A midsize hospital had been experiencing a three-fold increase in central line–associated bloodstream infections (CLBSIs). To help investigate emerging patterns, the CMO asked a physician-leader to chair the quality committee and review the relevant case files.
The committee’s goal was to identify and eradicate factors contributing to the ongoing CLBSI crisis. Time was of the essence because of the impact on patients and the vulnerable accreditation of the hospital.
Shortly after the committee formed, the CMO requested an initial report and was promised that a comprehensive summary would be delivered soon. Another two weeks passed, but there was still no report. Getting concerned, the CMO independently interviewed some of the committee members to determine why the report was late. All said that they enjoyed being on the team, they liked the chair, and they believed that the meeting discussions were very engaging.
Based on the findings from the interviews, the CMO could not ascertain why she had not yet received the report. She asked Myron Beard to consult with the team to better understand the team dynamics and learn what was causing the delay. The CLBSI crisis was worsening, so there was an even greater urgency for results.
After attending one meeting, we quickly identified the problem. The chair had a high focus on relationships. There was no established agenda, and the meeting began with a good deal of “catching up.” The chair invited everyone to participate, and it was clear that there was very little direction but much conversation.
The chair was more interested in creating a positive atmosphere than on getting results. To that end, no ideas were turned down, and all leads were considered good. This approach made the meeting seem more like a brainstorming session than a problem-solving venture.

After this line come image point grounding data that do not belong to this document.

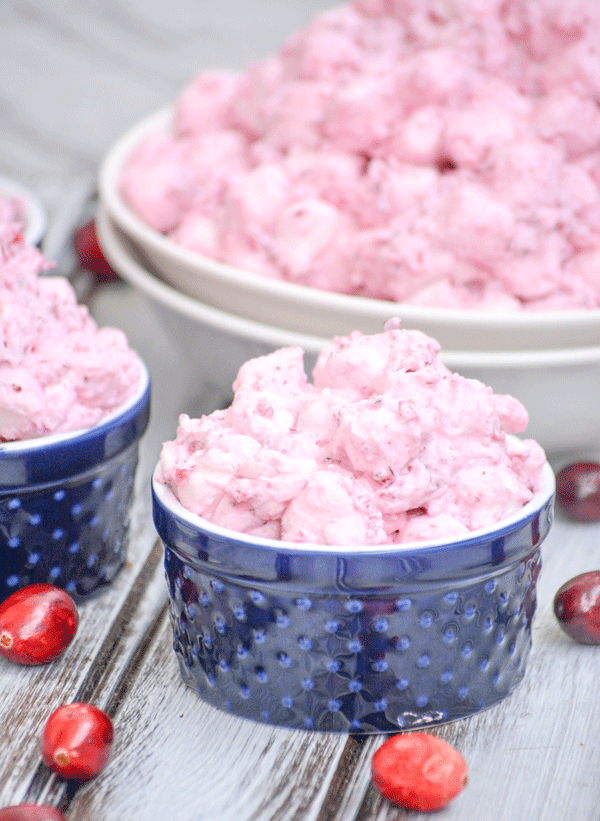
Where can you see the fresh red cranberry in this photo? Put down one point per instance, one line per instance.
(31, 812)
(578, 491)
(77, 741)
(37, 623)
(577, 607)
(87, 248)
(418, 771)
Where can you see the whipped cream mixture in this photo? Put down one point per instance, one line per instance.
(385, 446)
(435, 152)
(58, 371)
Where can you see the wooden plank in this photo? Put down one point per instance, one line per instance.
(108, 633)
(175, 751)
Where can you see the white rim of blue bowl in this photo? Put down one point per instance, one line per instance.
(106, 421)
(168, 499)
(35, 213)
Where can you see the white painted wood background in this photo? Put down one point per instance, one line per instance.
(73, 77)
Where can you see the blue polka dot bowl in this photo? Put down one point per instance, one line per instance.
(366, 640)
(65, 502)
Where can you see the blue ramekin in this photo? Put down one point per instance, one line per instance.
(366, 640)
(65, 502)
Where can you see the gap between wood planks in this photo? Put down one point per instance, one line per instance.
(64, 791)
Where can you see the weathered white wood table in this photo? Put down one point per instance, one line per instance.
(73, 77)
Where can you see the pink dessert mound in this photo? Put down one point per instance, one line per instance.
(58, 371)
(443, 154)
(385, 446)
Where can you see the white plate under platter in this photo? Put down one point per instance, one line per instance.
(559, 388)
(319, 313)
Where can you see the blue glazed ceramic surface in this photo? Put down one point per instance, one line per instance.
(65, 503)
(360, 640)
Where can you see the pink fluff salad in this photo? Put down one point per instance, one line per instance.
(386, 446)
(435, 152)
(58, 371)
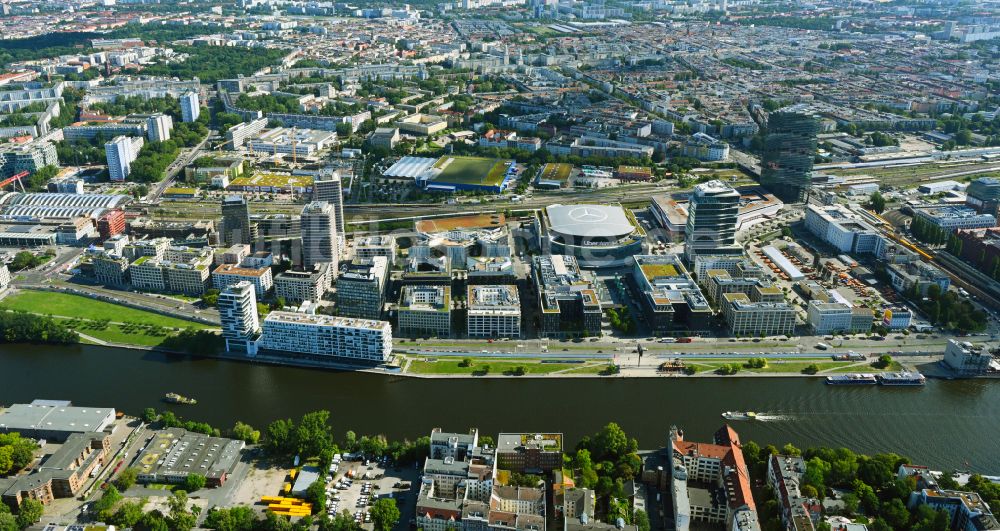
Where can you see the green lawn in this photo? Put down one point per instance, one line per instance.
(116, 334)
(470, 170)
(68, 305)
(497, 367)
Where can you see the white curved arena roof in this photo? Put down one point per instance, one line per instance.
(43, 205)
(410, 167)
(590, 221)
(67, 200)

This approach may have been appropriate in the first meeting, but six weeks into the process, considering every stray idea was a roadblock to success. The team was clearly a high-vitality, low-productivity team. It was operating like a country club.
We met with the physician-leader chair to review our observations. The chair acknowledged that wanting people to like her was a lifelong trait. She was reluctant to impose a structure or agenda that might cause conflict. She also recognized that, as a result of this approach, the team had wandered away from its charter and failed to come up with a solution to the urgent CLBSI crisis.
The CMO gave the chair the option of receiving coaching or allowing someone else to take over. The chair decided to step down instead of making the changes necessary to make the team a productive unit.
When a new physician-leader was selected, we consulted with her about how to give structure to team meetings and help the team become productive while not jeopardizing morale.
As a result, the new chair was able to focus the efforts of the group and provided the CMO with a comprehensive report within two weeks of stepping into the role. This was a good lesson for the CMO. Good morale is important, but not as important as getting results. After all, succeeding at an important task creates the best attitude and sense of satisfaction in the long run.
THE TAKEAWAY: While morale is important, overemphasizing your team’s happiness can cause a lack of results in the long term.